Os dois enredos exemplificam um delírio específico, cujo tema
é a substituição de alguém muito próximo por um impostor idêntico. Essa psicose
é reconhecida como Síndrome de Capgras, nome
que faz reverência a Jean Marie Capgras (1873-1950), médico francês que em
Paris estudou com os melhores alienistas de seu tempo. Em 1923, ele identificou
"a ilusão dos sósias" e descreveu seus aspectos clínicos
minuciosamente.
Capgras recorreu às teorias freudianas para apontar as causas
desse transtorno. À sua época, era quase sempre assim que os médicos explicavam
as origens das doenças mentais. Ele ensinou que a anomalia era consequência de
fatores determinantes, os quais incluíam choques emocionais, traumas psíquicos
e conflitos sociológicos. O delírio seria uma construção mental para proteger o
indivíduo de algum perigo.
Com
essa perspectiva, o alienista admitiu que uma de suas pacientes sofria da
"ilusão de sósia" devido a uma invenção do inconsciente, forjada para
esconder vontades incestuosas direcionadas ao seu pai. Se a figura do homem
fosse desvinculada da paternidade, ela estaria moralmente livre para desejar o
que bem entendesse.
Para
chegar a conclusões desse tipo, Capgras disse ter considerado até os menores
detalhes de suas longas conversas com os enfermos. Paradoxalmente, enquanto
afirmava importar-se até mesmo com essas discretas sutilezas, ignorou que seus
pacientes enfrentavam doenças como sífilis e disfunções cognitivas. Nem
considerou que esses penares poderiam ser a causa do distúrbio que revelou.
Está cumprida minha promessa, acabei de lhe entregar a terceira história.
Porém,
experiências clínicas acumuladas década a década apontam quais doenças causam a
Síndrome de Capgras. A princípio, imaginou-se que as culpadas seriam apenas
certas moléstias psiquiátricas, como esquizofrenia e transtornos do humor.

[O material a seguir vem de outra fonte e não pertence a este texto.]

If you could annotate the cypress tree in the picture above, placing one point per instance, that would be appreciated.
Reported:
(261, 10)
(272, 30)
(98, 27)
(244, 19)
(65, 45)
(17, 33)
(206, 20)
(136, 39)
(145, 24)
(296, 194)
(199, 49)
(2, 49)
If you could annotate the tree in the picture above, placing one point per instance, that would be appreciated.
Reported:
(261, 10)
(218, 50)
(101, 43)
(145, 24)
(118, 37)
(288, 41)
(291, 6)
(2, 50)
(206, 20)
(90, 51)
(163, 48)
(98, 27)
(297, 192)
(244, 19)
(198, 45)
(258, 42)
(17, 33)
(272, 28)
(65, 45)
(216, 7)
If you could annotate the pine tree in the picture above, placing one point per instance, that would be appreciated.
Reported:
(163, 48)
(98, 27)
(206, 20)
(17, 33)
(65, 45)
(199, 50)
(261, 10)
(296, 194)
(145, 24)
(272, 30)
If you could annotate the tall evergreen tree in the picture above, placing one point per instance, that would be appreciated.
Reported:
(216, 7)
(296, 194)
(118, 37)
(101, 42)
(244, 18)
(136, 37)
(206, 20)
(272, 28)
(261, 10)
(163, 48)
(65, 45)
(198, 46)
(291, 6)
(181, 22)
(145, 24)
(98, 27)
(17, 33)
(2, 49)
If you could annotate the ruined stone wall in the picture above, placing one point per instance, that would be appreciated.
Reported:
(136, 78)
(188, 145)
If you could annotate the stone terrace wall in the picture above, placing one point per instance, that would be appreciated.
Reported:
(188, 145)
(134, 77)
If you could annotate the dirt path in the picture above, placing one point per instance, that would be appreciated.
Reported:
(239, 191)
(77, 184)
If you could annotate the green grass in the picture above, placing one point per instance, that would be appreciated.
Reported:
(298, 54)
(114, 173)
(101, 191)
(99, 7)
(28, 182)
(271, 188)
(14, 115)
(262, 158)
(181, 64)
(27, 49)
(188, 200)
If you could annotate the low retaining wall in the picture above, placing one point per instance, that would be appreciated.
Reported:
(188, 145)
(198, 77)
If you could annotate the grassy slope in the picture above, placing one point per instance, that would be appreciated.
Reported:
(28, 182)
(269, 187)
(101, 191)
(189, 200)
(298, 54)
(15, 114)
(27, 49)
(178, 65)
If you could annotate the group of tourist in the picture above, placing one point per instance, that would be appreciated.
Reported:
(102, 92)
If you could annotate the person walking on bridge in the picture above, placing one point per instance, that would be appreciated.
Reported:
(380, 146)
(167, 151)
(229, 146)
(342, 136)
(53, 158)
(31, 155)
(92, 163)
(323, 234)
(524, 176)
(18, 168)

Atualmente sabemos que afecções degenerativas, como as doenças de Parkinson e
de Alzheimer, isquemias cerebrais, tumores encefálicos, intoxicação, entre
outras, podem provocar tal delírio.
Essas
condições, se interromperem determinados fluxos de informações processados no
cérebro, farão emergir a Síndrome de Capgras. Dessa forma, os sistemas visuais
identificam uma determinada figura humana, em seguida criam dados que ativam
parcialmente elementos de memória. Ocorre o fracasso em recordar aspectos
emocionais e alguns cognitivos. O cérebro alcança a imagem, mas não o seu
significado, a familiaridade torna-se intangível.
Acontece
também outra falha, a mente perde a crítica e ratifica um conceito bizarro.

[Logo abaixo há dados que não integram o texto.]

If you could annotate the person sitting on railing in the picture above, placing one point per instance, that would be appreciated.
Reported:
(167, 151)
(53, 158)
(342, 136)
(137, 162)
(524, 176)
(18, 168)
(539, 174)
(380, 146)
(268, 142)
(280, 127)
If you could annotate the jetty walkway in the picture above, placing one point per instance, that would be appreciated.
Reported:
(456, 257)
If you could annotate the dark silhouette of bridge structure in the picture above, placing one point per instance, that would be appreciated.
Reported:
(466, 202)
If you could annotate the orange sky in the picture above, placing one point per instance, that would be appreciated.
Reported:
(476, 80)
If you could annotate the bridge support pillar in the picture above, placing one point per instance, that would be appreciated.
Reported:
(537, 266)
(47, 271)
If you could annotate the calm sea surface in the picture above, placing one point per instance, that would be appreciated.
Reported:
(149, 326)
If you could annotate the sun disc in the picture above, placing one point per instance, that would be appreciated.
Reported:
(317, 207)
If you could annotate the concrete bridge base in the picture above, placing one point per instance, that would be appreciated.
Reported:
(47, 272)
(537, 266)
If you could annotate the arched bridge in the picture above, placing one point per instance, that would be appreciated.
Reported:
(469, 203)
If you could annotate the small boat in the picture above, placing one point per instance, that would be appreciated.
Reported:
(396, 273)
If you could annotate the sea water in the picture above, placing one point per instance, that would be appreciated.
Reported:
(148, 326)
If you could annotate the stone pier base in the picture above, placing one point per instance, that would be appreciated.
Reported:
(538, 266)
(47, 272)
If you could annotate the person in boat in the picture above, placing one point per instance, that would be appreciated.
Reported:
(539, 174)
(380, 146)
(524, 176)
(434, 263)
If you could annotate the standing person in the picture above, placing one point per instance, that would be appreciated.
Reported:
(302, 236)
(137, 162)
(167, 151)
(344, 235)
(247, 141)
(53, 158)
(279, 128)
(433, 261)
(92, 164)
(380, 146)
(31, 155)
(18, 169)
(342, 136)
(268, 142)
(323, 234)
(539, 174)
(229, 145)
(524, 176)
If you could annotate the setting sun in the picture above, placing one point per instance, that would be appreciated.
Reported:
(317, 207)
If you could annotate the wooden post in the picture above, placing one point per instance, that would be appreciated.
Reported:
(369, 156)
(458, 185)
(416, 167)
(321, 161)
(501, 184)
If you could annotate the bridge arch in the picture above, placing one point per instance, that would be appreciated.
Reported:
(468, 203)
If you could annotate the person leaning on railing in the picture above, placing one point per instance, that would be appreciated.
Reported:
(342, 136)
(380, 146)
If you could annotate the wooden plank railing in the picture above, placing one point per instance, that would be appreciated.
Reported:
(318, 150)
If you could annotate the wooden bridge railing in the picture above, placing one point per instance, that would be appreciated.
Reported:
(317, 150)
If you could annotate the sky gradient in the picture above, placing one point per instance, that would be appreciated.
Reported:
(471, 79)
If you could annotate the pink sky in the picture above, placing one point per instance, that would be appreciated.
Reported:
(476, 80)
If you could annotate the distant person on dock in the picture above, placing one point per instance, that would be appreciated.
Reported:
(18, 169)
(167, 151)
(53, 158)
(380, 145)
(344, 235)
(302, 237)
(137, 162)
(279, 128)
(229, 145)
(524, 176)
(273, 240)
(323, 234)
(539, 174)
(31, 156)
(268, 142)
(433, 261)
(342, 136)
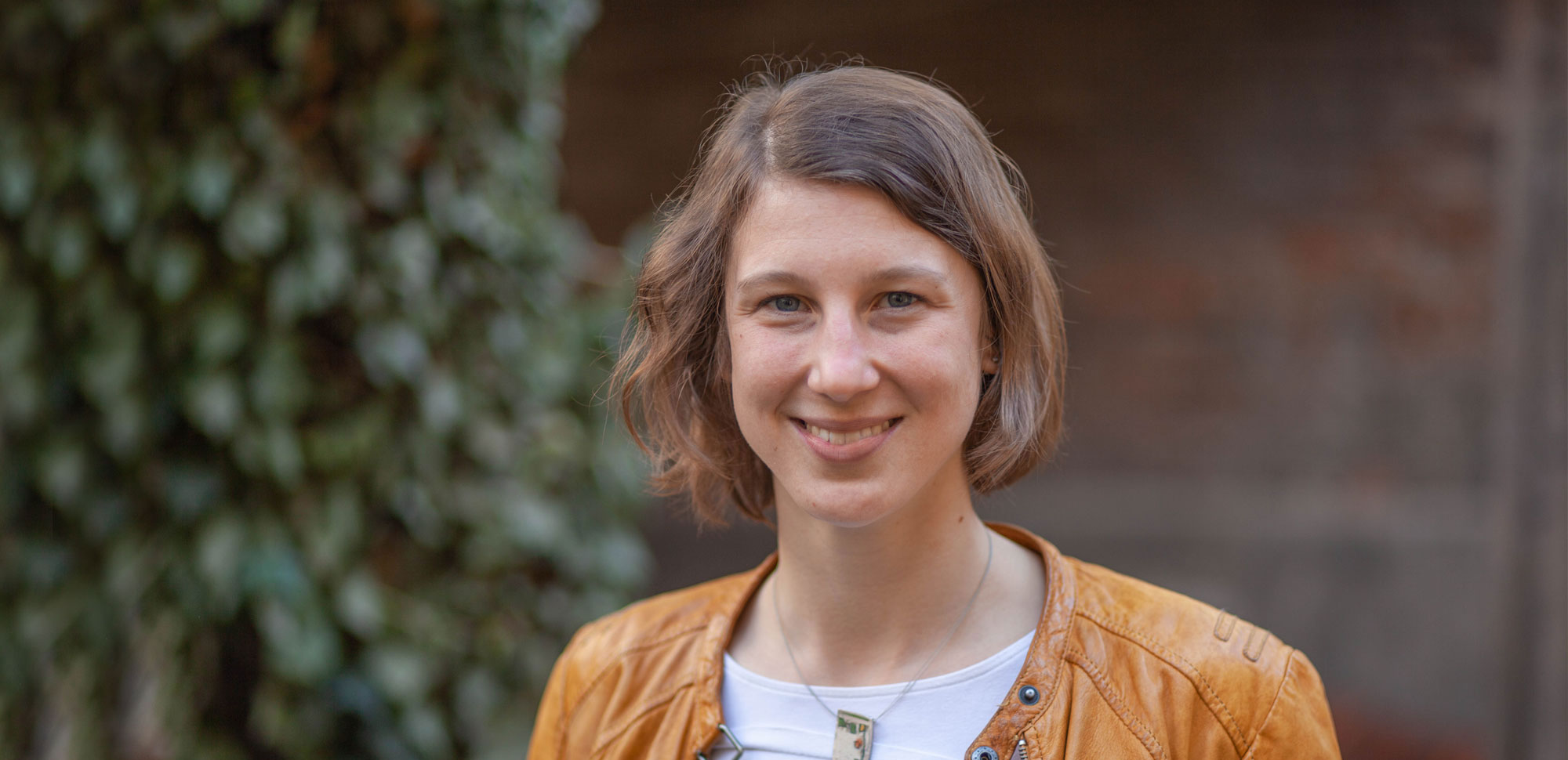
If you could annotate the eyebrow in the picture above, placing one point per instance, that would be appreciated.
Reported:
(782, 278)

Lembro que não é necessário haver uma lesão, já que intoxicações podem
prejudicar os citados tráfegos de informações. Para pessoas com esse delírio
existe algo intuitivamente perceptível, embora não nomeável, que denuncia a
substituição de alguém por um sósia falsário.
Em
resumo, a Síndrome de Capgras desponta que evidências relevantes falham em
afetar uma crença. Ao mesmo tempo, uma implacável e inconsistente desconfiança
supera outras percepções e borra a formatação do entendimento. De maneira
doentia e exagerada, o cérebro deixa de utilizar as provas à sua frente para
atualizar seus conceitos. Singelamente, nós fazemos isso o tempo todo.